"A what?" he said.
"And what's that?"
"Somebody Else's Problem."
"An SEP," he said, "is something that we can't see, or don't see, or our brain doesn't let us see, because we think that it's somebody else's problem. That's what SEP means. Somebody Else's Problem. The brain just edits it out, it's like a blind spot. If you look at it directly you won't see it unless you know precisely what it is. Your only hope is to catch it by surprise out of the corner of your eye."…
They had arrived at it. The second strangest thing about the ship was watching the Somebody Else's Problem field at work. They could now clearly see the ship for what it was simply because they knew it was there. It was quite apparent, however, that nobody else could. This wasn't because it was actually invisible or anything hyper-impossible like that.…
The Somebody Else's Problem field is much simpler and more effective,…it relies on people's natural disposition not to see anything they don't want to, weren't expecting, or can't explain.
That passage from the immortal Douglas Adams’s novel Life, The Universe, and Everything sprang to mind when I read Mark’s post the other day about Jon Krosnick’s study on Americans’ attitudes on climate change. As Mark observes, most Americans think that climate change is happening and is caused by humans, that it’s a serious problem, and that America should act to stop it on our own even if the world isn’t ready to act with us. And yet relatively few think that climate change is personally important. This is a common trend in surveys of public opinion: while people support action on climate change, it falls low on their list of priorities. That means that support for policies can be undermined by even a hint that action on climate change could even potentially do damage to some higher priority, like jobs or the economy.
That tension between people’s stated willingness to act and their actual priorities is a theme in Krosnick’s work. Indeed, given his past work, I was surprised to see him asking respondents “Is the issue of global warming extremely important to you personally?”
A 2010 paper by Krosnick and colleagues found that the wording of such questions can substantially reduce the apparent importance of climate change. When people were asked “What do you think is the most important problem facing the country today?” (a question commonly asked by major pollsters), climate change ranks quite low, not even registering in some polls.

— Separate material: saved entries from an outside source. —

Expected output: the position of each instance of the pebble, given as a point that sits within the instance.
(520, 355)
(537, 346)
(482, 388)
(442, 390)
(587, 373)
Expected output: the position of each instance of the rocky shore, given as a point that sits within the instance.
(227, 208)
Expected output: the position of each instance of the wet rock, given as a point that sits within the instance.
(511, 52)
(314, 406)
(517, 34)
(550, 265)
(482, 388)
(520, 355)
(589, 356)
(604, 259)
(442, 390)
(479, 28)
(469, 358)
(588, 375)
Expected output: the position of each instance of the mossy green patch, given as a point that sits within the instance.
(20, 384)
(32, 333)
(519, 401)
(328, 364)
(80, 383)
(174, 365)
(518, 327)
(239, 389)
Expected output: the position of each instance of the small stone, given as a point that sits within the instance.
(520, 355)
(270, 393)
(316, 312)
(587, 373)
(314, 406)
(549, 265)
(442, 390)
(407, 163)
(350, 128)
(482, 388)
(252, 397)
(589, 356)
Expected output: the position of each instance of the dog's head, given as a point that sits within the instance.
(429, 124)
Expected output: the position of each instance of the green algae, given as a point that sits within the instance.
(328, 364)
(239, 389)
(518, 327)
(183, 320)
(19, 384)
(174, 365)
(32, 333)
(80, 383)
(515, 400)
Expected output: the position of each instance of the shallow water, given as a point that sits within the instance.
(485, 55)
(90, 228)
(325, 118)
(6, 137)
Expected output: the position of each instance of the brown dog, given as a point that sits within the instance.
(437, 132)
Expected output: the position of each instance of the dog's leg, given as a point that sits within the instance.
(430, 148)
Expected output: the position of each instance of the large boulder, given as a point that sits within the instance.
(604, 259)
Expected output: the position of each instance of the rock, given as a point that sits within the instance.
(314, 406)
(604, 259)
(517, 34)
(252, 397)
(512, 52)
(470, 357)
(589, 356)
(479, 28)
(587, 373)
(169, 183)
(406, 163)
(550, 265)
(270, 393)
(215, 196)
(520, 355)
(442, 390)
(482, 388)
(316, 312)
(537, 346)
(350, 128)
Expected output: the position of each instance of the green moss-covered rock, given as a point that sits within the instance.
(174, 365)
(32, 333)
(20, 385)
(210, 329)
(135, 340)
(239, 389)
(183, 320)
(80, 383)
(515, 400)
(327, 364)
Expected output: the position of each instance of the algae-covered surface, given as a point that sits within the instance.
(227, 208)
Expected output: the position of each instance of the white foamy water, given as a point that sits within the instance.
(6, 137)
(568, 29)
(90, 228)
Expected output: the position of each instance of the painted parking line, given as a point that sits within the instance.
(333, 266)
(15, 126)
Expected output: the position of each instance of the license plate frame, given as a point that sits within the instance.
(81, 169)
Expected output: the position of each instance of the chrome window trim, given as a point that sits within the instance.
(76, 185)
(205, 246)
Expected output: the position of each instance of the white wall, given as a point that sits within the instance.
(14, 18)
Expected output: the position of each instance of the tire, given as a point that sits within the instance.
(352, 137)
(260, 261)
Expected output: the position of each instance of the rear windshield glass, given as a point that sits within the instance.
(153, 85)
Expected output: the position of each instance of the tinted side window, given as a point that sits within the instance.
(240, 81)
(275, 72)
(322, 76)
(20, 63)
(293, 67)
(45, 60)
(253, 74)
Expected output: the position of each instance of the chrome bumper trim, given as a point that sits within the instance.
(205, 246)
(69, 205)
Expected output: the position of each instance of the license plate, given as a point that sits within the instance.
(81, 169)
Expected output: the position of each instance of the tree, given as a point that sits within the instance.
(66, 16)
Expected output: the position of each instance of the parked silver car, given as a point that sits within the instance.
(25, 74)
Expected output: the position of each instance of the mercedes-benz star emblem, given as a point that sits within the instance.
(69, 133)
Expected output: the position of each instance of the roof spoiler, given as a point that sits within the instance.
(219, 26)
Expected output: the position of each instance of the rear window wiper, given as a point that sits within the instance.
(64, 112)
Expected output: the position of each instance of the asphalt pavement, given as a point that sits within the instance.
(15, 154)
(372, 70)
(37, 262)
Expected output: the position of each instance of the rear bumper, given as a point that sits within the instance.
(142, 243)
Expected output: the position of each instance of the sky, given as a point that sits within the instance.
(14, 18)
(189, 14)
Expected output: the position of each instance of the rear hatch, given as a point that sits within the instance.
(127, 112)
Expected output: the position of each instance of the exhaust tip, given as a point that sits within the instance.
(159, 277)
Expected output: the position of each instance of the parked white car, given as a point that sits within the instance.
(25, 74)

On the other hand, when you ask “What do you think will be the most serious problem facing the world in the future if nothing is done to stop it?” climate change leaps in importance, jumping from 2% of responses to 21%. “In fact,” the researchers wrote, “global warming and the environment were the most frequently mentioned problems when people were asked the new question wording.”
They explain their inspiration for the new question wording in terms reminiscent of that Douglas Adams passage above:
Some people might generate an answer to this question [“what is the most important problem facing the country today?”] by thinking in the following fashion: “I think overpopulation will be a huge problem in the future if nothing is done to stop it, but I’m confident that societies will wake up and find ways to effectively reduce reproduction rates, so this won’t end up being a big problem at all.” Thus, this respondent might choose not to mention overpopulation, but not because he/she thinks it is not or will not be a problem. So it might be interesting to consider yet another version of the MIP question: “What do you think will be the most important problem facing the world in the future if nothing is done to stop it?” This wording might avoid preventing mentions of problems that people assume will be addressed successfully and collecting mentions only of problems that people believe are unlikely to be averted.
In other words, people think climate change is a problem, but it’s Somebody Else’s Problem. So their eyes pass right over it or their brain edits it out, because it’s an issue they don’t want to see, aren’t expecting, and can’t deal with.
This might all be okay if the public were justified in believing that someone else would somehow just handle climate change, either through new technology or policy enacted independently of public interest. But pollsters’ findings of public lack of concern means that policymakers are reluctant to invest political capital in solving the problem. And technology can only be a solution if it gets deployed, which depends on policy and on funding—neither of which are likely to materialize until the broad public is able to look directly at the problem and to stop seeing it as Somebody Else’s Problem.